第 11 章 ggtree 代码解析

ggtree 可以处理进化树及聚类等一系列相关的信息。

library(ape)
data("bird.orders")
hc = as.hclust(bird.orders)
phylo = as.phylo.hclust(hc)
dend = as.dendrogram(hc)
plot(bird.orders, main = paste0("class = ", class(bird.orders)))
plot(hc, main = paste0("class = ", class(hc)), cex = 1)
plot(dend, main = paste0("class = ", class(dend)), horiz = TRUE)
plot(phylo, main = paste0("class = ", class(phylo)))
library(ggplot2)
library(ggtree)
ggtree(bird.orders) + geom_tiplab() + xlim(NA, 35) + labs(title = paste0("class = ", class(bird.orders)))
ggtree(hc) + geom_tiplab() + xlim(NA, 35) + labs(title = paste0("class = ", class(hc)))
ggtree(dend) + geom_tiplab() + xlim(NA, 35) + labs(title = paste0("class = ", class(dend)))
ggtree(phylo) + geom_tiplab() + xlim(NA, 35) + labs(title = paste0("class = ", class(phylo)))

11.1 新函数

phylo2 = ggtree:::as.phylo.hclust2(hc, hang = 1)

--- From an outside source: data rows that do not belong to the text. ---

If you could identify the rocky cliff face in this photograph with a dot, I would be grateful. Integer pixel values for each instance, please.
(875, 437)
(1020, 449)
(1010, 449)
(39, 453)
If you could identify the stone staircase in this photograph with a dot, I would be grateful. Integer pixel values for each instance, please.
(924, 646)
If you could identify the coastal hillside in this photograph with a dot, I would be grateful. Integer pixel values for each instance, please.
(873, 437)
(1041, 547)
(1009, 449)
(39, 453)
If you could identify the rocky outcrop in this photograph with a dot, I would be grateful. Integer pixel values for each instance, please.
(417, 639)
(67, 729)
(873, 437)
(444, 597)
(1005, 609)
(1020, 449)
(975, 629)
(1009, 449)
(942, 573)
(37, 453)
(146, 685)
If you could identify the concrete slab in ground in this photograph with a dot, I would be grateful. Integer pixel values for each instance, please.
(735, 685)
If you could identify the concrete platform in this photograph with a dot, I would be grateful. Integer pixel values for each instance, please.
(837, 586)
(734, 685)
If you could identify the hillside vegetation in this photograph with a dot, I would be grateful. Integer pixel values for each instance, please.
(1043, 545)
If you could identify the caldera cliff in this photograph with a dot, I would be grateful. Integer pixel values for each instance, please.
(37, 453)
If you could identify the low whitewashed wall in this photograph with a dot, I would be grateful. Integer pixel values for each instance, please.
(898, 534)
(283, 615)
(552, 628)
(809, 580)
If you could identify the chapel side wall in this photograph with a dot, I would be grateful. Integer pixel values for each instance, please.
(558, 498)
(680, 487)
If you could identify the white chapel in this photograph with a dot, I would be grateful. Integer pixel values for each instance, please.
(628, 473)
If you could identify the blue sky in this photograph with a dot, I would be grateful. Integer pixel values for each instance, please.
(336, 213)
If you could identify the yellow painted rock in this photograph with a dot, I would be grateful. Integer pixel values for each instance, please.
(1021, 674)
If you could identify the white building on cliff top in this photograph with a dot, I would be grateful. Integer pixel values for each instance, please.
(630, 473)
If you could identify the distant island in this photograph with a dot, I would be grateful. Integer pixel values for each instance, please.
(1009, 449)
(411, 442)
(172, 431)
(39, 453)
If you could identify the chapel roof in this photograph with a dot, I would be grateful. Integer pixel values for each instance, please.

plot(phylo, main = paste0("class = ", class(phylo)))
plot(phylo2,  main = paste0("class = ", class(phylo2)))
ggtree(phylo) + geom_tiplab() + xlim(NA, 35) + labs(title = paste0("class = ", class(phylo)))
ggtree(phylo2) + geom_tiplab() + xlim(NA, 35) + labs(title = paste0("class = ", class(phylo2)))

11.2 数据结构

使用 str() 函数可以解析 R 语言中对象的结构。

R 语言中复杂对象都是一个 List,我们可以看到这两个 List 均包含 4 个数值以及 2 个属性。

str(phylo)
## List of 4
##  $ edge       : int [1:44, 1:2] 24 25 29 29 25 30 39 39 30 24 ...
##  $ edge.length: num [1:44] 2.1 4.1 21.8 21.8 3 ...
##  $ tip.label  : chr [1:23] "Struthioniformes" "Tinamiformes" "Craciformes" "Galliformes" ...
##  $ Nnode      : int 22
##  - attr(*, "class")= chr "phylo"
##  - attr(*, "order")= chr "cladewise"
str(phylo2)
## List of 4
##  $ edge       : int [1:44, 1:2] 24 25 29 29 25 30 39 39 30 24 ...
##  $ edge.length: num [1:44] 4.2 8.2 1 1 6 ...
##  $ tip.label  : chr [1:23] "Struthioniformes" "Tinamiformes" "Craciformes" "Galliformes" ...
##  $ Nnode      : int 22
##  - attr(*, "class")= chr "phylo"
##  - attr(*, "order")= chr "cladewise"

不妨比较一下 List 中各个变量的数值是否相同。

slots = names(phylo)
for (i in seq_along(slots)){
  slot = slots[[i]]
  comparison = identical(phylo[[slot]], phylo2[[slot]])
  print(paste0(slot, ": ", comparison))
}
## [1] "edge: TRUE"
## [1] "edge.length: FALSE"
## [1] "tip.label: TRUE"
## [1] "Nnode: TRUE"

由此可见,只有对象中的 edge.length 的数值不同。其它的数值(包括属性)都是一样的。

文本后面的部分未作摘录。